The study found that Mexican Americans who took insulin and achieved good blood-sugar control, defined as an A1C level below 7%, dropped from 25% during 1988 to 1994 to just 10% during 2013 to 2020. This group’s outcomes have increasingly strayed from those of non-Hispanic white adults, whose blood-sugar control has remained roughly the same, with about 33% achieving good blood-sugar control.

In recent years, 23% of Black adults and 24% of Mexican Americans—compared with only 9% of white adults—taking insulin have experienced hyperglycemia, or high blood sugar, characterized by an A1C level over 10%, according to the study.

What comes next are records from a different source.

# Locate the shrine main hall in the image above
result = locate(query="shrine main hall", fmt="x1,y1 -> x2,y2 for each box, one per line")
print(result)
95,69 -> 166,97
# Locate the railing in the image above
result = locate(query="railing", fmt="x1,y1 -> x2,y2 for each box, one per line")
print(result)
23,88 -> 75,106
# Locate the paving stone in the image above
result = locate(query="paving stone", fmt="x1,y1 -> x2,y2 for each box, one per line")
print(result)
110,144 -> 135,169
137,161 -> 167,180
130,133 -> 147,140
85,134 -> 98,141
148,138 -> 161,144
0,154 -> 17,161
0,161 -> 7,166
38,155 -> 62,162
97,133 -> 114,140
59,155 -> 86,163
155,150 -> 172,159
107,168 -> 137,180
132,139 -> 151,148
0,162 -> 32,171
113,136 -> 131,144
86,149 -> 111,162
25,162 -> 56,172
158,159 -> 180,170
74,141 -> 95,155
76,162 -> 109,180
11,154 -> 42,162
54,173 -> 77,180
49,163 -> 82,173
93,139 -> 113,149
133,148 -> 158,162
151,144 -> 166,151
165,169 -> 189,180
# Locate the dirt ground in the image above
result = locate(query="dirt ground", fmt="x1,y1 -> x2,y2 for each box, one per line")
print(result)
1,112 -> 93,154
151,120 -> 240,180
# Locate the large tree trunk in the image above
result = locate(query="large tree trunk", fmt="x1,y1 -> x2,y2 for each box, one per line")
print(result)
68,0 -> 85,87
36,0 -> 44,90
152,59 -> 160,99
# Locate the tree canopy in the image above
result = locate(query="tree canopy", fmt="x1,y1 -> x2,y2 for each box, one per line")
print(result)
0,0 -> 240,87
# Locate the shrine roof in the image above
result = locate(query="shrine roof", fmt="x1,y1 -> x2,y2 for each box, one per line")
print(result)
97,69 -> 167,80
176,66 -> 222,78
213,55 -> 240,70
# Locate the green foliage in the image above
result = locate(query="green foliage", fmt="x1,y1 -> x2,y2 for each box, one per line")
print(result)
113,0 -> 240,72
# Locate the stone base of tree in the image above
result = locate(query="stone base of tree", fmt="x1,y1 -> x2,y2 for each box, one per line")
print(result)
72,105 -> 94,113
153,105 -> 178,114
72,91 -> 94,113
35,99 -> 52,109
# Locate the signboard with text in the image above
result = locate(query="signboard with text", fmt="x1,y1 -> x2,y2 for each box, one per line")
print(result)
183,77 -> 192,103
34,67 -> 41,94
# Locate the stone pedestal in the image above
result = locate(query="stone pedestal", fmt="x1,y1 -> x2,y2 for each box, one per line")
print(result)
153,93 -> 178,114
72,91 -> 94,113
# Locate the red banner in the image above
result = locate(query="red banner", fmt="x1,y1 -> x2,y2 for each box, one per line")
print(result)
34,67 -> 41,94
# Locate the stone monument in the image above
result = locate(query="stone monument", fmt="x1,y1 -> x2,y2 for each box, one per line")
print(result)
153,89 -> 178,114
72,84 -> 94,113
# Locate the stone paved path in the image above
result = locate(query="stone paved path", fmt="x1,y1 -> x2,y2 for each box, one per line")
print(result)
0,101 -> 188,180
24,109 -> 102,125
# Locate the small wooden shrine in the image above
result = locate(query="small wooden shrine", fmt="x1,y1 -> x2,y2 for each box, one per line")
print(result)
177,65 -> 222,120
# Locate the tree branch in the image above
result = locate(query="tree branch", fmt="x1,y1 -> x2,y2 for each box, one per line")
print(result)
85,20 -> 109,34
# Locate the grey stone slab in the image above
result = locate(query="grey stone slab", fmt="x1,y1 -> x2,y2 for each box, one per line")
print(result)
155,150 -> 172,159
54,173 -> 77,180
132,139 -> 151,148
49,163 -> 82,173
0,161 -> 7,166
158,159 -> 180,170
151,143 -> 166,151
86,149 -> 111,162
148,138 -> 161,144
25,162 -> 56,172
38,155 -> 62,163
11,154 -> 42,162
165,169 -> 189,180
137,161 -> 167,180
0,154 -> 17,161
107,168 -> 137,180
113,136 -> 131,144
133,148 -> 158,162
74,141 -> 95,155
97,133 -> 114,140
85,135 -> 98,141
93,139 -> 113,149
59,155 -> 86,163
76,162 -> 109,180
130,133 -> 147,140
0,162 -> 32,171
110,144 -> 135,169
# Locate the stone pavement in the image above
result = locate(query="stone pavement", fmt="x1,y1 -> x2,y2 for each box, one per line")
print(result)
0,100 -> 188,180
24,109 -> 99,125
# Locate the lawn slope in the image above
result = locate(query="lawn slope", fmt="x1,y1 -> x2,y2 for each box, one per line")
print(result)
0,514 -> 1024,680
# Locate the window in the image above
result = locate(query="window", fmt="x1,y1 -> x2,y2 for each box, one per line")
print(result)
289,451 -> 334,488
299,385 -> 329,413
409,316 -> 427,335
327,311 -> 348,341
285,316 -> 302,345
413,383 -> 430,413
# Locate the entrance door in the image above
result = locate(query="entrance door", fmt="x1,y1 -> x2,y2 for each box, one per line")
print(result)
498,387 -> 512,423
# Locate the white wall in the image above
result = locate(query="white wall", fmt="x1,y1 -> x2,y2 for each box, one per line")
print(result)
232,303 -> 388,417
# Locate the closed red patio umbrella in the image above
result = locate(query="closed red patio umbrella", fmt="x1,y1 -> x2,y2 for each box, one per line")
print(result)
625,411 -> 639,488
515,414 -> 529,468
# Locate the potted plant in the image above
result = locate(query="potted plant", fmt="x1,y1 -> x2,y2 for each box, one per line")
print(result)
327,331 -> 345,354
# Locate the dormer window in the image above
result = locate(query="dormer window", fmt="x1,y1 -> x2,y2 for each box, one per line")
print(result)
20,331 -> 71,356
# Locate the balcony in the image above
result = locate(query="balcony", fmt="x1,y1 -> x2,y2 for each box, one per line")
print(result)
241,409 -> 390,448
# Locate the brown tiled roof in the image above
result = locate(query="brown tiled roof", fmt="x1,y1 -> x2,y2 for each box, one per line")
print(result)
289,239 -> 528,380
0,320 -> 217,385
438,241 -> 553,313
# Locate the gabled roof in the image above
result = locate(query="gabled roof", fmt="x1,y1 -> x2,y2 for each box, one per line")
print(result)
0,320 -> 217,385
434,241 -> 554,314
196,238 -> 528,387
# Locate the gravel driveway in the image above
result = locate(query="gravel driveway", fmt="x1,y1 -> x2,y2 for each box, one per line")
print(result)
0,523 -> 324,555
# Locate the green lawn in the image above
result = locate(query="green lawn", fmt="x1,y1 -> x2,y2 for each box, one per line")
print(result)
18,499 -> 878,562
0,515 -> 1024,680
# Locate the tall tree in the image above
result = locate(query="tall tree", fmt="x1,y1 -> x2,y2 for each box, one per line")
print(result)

The study also showed that patients have entirely different experiences while taking insulin, the primary treatment for people with type 1 diabetes and a vital therapy for those with type 2 diabetes. These differences persist despite the development of new insulin formulas and improved methods of administering the medication.

“What we want is for all these technologies and all these advances to improve public health,” said Elizabeth Selvin, a lead author of the study and a professor of epidemiology at the Johns Hopkins Bloomberg School of Public Health, in a news release. “What we’re actually seeing is a widening of disparities in diabetes.”

If periods of high blood sugar are prolonged, these disparities could lead to more serious complications, including kidney disease, vision impairment and nerve damage.

“The health care disparity has been very persistent for diabetes care,” said Frank Hu, a professor of nutrition and epidemiology at the Harvard T.H. Chan School of Public Health. “This is another indication that health disparities in the U.S. have actually exacerbated in the last one or two decades despite great efforts to reduce health disparities.”